I ran my own server for a while. It was an OpenBSD box running on a cheap 386 board in a re-purposed PC case with an extra ethernet card. It sat between my cable modem and my home network and acted as a firewall. It also provided a few services to me in the outside world. In particular, it ran a little program for tunneling ssh traffic through the http hole in the corporate firewall, so I could get into my home network from work. (It was not, let me be clear, the supercomputer shown in the image to the right.)
I turned it off several years ago. Desktop computers got more secure, so the firewall was no longer necessary. I quit working at a regular job, so I didn’t need to tunnel my ssh traffic any more. But the main thing was that external firms started providing the sort of services that had previously made it seem worth going to the trouble of running your own server.
I use a bunch of those services. I share photos at Flickr. I host this website at Dreamhost. I post things on Facebook, Google+, and Twitter. I read RSS feeds using The Old Reader (and share things there as well).
I’d previously thought that it would be best to have my own server for all these things—in particular sharing stuff I wanted to share—my writing, my pictures, my calendar items, etc. But the commercial services were better than what I’d have had if I ran my own server. Flickr provides a much better gallery than I’d have managed to put up, if I’d had to host my own. (The idea of serving—and owning—your own data was the impulse behind Diaspora as well, of course.)
Just lately, though—especially since Google announced that they were shutting down Google Reader—I’ve begun to rethink things.
If I ran my own server, I wouldn’t have to worry that some giant company would abruptly decide that providing some service I was using “no longer aligned with corporate priorities.”
I’m not in any hurry to move from this new thinking to actually running my own server again. For one thing, it wouldn’t make any sense to try to run a public-facing server at home over a consumer-grade home network link. (Although maybe one of the higher-grade packages through UC2B would be good enough.) But I am thinking about it. I don’t like any of the calendar services out there; maybe running my own calendar service, just for me and my family, would be just the thing.
In any case, running a server would be a lot easier now than it was back when I did it before. The hardware is cheaper and faster. The software is more reliable and easier to use. Before, I had to painstakingly build everything. Now I could just do a quick install on a Raspberry Pi, maybe with Freedom Box software.

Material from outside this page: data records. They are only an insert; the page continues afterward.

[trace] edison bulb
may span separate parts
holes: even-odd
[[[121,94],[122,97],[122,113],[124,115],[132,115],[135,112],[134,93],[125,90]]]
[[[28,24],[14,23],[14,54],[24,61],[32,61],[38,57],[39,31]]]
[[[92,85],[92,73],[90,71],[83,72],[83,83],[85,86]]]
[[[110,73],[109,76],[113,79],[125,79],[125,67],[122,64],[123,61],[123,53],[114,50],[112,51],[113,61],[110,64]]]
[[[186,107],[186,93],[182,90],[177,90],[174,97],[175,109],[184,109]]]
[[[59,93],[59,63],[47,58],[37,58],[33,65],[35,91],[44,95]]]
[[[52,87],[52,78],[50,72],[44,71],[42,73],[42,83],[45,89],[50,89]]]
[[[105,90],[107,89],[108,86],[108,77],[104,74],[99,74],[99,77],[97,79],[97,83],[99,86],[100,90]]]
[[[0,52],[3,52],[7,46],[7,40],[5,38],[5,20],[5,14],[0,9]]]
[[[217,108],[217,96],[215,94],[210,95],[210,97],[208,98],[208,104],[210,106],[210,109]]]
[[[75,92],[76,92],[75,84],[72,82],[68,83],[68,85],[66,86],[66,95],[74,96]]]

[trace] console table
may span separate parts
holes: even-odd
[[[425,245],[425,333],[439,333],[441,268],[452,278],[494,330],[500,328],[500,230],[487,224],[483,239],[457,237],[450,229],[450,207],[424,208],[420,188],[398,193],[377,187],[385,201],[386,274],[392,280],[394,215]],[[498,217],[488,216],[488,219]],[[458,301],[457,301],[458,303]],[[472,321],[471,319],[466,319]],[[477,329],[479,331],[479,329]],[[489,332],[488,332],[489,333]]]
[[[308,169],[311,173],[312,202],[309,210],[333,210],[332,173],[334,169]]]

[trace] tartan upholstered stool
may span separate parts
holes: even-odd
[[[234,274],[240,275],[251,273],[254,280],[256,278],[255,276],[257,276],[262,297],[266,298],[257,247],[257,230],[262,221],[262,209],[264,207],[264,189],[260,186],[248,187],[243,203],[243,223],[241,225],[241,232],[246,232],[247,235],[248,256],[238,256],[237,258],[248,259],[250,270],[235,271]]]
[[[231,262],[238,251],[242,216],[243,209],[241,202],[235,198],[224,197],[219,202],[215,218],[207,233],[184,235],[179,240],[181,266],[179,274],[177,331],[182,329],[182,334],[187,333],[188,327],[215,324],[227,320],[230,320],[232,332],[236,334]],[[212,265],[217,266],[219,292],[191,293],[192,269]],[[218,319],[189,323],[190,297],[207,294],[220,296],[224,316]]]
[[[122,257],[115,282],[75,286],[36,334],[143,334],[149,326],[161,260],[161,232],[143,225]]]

I’ve always known that with “free” corporate services I’m not a client; I’m a commodity being pimped out to advertisers and others. I’ve tolerated it, because the “free” services are often pretty good—better than I could manage if I had to roll my own. But it’s always bugged me. Now, between the hardware and software for rolling my own getting cheaper and better, and the increased visibility of the consequences of going with free services that get can get turned off on corporate whim, maybe I’ll get it together to make the jump to my own server once again.